1. Maintain proper hygiene
Wash your hands frequently with soap and water for at least 20 seconds, or with an alcohol-based hand sanitizer (at least 60% alcohol), especially: after using the bathroom, before eating, after blowing your nose, coughing or sneezing, and after direct contact with sick people or their surroundings . Avoid touching your eyes, nose and mouth before washing your hands.
Regular cleaning of house / office surfaces should be done regularly.

2. Use disposable tissues
If you do not have handkerchiefs on hand, it is not convenient to cover yourself during a sneeze, since they are the extremities that are used to interact with others, so it is more convenient to cover yourself with the inner face of the forearm at the time of cough or sneeze and wash your hands right away. If you use a disposable tissue, then throw it away.

3. Avoid close contact with people who are sick
Avoid contact or keep a distance of at least two meters with people suffering from symptoms of respiratory infection (fever, cough, general muscle pain, sore throat or respiratory distress), and do not share personal belongings with them.

4. Stay home if you are sick
It is generally recommended to stay home when sick because of the likelihood of passing the infection on to coworkers. In addition, an inevitable decrease in productivity is frequently observed in these people who go to work ill.

5. Try to follow a correct diet
The spread of respiratory infections depends largely on the strength of the immune system. A good diet is key for your body.

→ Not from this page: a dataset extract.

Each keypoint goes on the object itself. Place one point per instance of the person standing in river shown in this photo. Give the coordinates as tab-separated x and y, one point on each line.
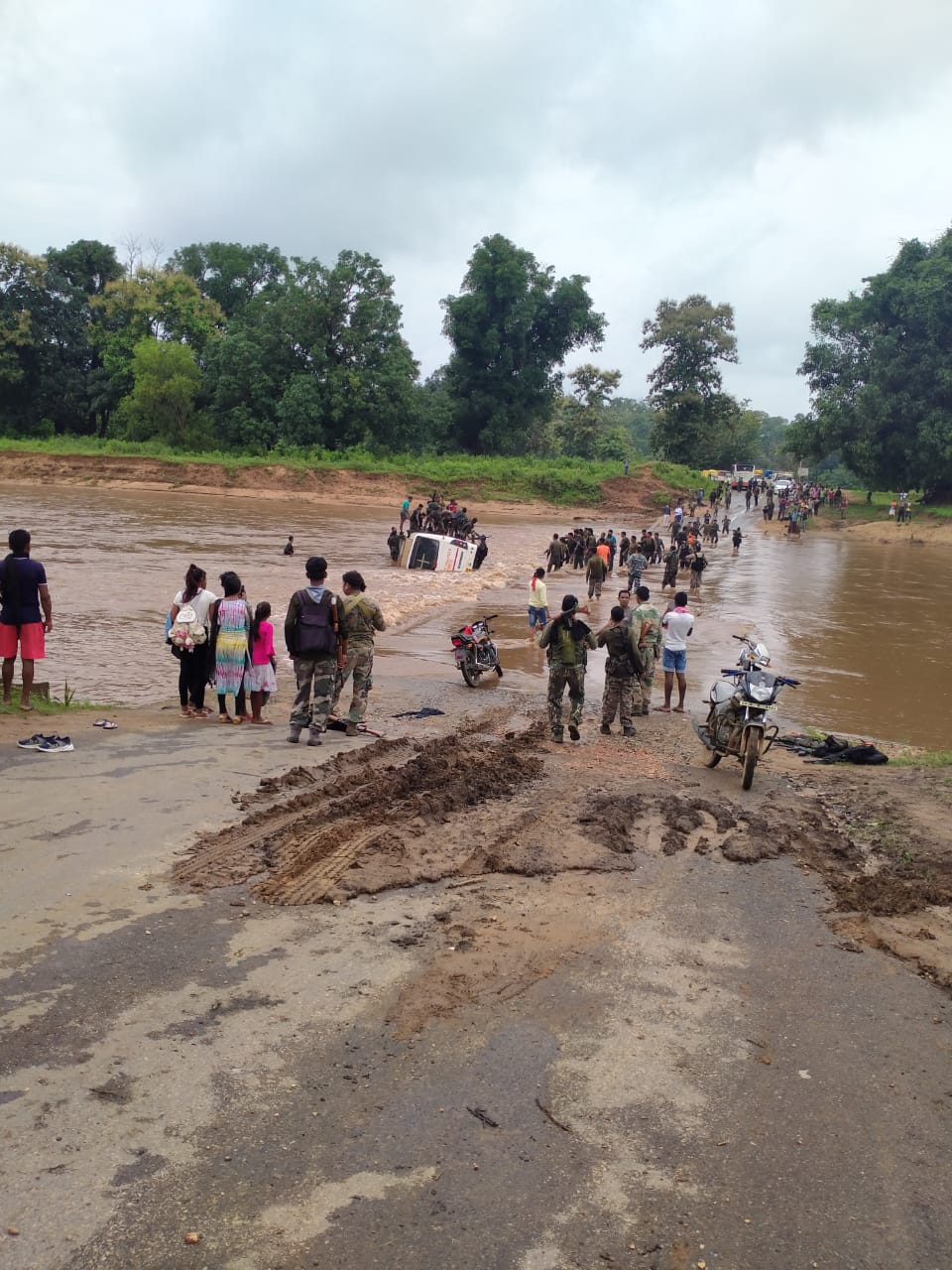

6. The use of masks is not recommended
The Centers for Disease Control and Prevention (CDC) does not recommend that people who are well wear a facial mask to protect yourself from respiratory diseases, including COVID-19.
People who show symptoms of being infected with SARS-CoV-2 should wear masks to help prevent the spread of the disease to others. The use of face masks is also crucial for healthcare workers and for people caring for someone in close surroundings (at home or in a healthcare facility).

7. Avoid large crowds
Particularly in children with immunosuppression, it is recommended not to attend places where there may be crowds or excessive contact with other people.

8. Avoid smoking and alcohol
In addition to being harmful to health, these substances weaken the immune system,
reason why the organism is more vulnerable before infectious diseases.

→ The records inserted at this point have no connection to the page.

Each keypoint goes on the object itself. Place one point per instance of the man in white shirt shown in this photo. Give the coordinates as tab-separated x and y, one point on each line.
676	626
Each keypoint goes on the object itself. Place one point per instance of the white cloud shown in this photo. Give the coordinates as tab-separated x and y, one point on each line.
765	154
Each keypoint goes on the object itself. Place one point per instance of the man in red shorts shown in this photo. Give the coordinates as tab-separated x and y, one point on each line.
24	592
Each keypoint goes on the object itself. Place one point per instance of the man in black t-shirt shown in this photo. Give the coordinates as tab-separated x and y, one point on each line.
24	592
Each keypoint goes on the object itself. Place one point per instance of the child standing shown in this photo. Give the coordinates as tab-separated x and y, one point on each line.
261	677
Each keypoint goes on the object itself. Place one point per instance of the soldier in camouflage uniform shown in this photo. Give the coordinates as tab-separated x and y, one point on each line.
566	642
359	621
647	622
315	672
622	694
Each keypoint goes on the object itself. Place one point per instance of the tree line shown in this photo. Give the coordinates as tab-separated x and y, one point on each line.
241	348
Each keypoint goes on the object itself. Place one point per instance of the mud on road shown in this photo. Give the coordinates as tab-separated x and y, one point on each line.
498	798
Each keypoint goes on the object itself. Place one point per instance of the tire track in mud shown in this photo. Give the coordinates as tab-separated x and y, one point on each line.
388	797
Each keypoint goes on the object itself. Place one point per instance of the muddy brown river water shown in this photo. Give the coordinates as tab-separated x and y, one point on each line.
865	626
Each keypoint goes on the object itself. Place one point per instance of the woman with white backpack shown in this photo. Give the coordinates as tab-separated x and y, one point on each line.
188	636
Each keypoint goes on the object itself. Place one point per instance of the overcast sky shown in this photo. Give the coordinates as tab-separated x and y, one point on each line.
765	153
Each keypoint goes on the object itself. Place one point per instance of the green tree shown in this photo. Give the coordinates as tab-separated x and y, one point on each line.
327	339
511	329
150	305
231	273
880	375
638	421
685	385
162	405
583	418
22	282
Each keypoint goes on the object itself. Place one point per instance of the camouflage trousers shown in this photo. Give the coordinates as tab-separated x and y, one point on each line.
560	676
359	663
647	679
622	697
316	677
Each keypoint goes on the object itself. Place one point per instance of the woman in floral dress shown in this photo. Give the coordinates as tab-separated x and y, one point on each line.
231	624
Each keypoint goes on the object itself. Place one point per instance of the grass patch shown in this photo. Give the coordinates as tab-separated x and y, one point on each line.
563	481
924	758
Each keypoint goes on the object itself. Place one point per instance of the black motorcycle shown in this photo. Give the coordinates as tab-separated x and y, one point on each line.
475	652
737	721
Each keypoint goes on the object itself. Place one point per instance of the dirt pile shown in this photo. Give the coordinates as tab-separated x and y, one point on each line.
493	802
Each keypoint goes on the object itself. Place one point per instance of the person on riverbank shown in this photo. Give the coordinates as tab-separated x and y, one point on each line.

9. Avoid traveling if you have a fever and cough
You should not travel if you have fever and respiratory infection symptoms to avoid infecting other people. In addition, trips to the areas with the highest concentration of COVID-19 cases should be particularly avoided, as regularly updated by the Health Authorities.

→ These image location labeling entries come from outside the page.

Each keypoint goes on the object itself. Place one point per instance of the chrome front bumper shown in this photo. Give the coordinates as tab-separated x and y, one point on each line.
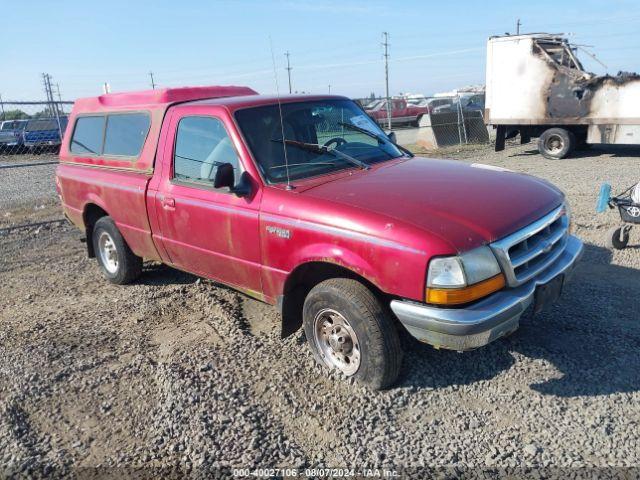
486	320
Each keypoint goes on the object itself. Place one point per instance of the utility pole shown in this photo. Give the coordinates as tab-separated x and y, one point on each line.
288	69
386	76
47	92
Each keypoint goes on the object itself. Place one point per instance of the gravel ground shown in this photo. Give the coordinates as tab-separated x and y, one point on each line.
26	180
180	374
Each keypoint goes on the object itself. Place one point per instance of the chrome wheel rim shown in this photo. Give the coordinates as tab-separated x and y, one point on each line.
337	341
554	144
108	252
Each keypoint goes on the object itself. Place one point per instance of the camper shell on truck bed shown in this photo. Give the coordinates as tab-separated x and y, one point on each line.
151	103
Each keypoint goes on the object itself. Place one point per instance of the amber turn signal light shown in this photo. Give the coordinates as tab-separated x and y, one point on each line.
457	296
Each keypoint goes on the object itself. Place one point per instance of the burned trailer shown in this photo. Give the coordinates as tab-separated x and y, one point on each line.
537	87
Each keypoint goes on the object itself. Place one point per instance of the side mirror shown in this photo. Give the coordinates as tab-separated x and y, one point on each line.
392	136
225	177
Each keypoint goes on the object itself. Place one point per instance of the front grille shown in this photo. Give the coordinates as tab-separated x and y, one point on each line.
527	252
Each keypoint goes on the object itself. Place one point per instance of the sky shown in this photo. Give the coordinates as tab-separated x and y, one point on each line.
334	45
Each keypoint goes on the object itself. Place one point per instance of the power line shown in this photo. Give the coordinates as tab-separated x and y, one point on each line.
288	69
386	76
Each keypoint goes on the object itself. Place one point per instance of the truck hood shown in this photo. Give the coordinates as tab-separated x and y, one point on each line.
465	205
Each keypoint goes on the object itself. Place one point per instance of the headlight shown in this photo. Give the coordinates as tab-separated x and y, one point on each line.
463	278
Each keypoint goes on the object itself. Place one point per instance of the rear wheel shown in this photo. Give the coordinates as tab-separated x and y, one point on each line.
118	263
348	329
618	238
556	143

10. Avoid sharing food and utensils (cutlery, glasses, napkins, handkerchiefs, etc.) and other objects without cleaning them properly.
The evolution of the number of cases will better define the risk of contagion. Although logically it is desirable that no case should occur, if infections were to occur in individuals with immunodeficiencies or immunosuppressed patients, their evolution would help to more concretely estimate the risk for other patients with similar situations. In this sense, it is important to indicate that there are several types of vaccines under development and treatments with possible antiviral effect are being sought that could be used in immunosuppressed patients if necessary.

What to do in case of suspected infection?
In the event that you suffer from a primary or secondary immunodeficiency (for example, you are under immunosuppressive treatment) and you have a suspicion that you may have been infected with coronavirus, you should follow the usual channels provided by the health authorities indicating your particular medical situation.
Immunosuppressed patients who develop fever, cough, headache or respiratory distress should consult their specialist or Primary Care physician (preferably by telephone communication), clearly indicating what their chronic diseases are and the type of treatment they take regularly. . Your doctor will ask about your symptoms, where you have been, and with whom you have had contact.
If necessary, these authorities will be able to contact the usual specialists who treat you due to your immunodeficient condition, to specify the need for extraordinary measures.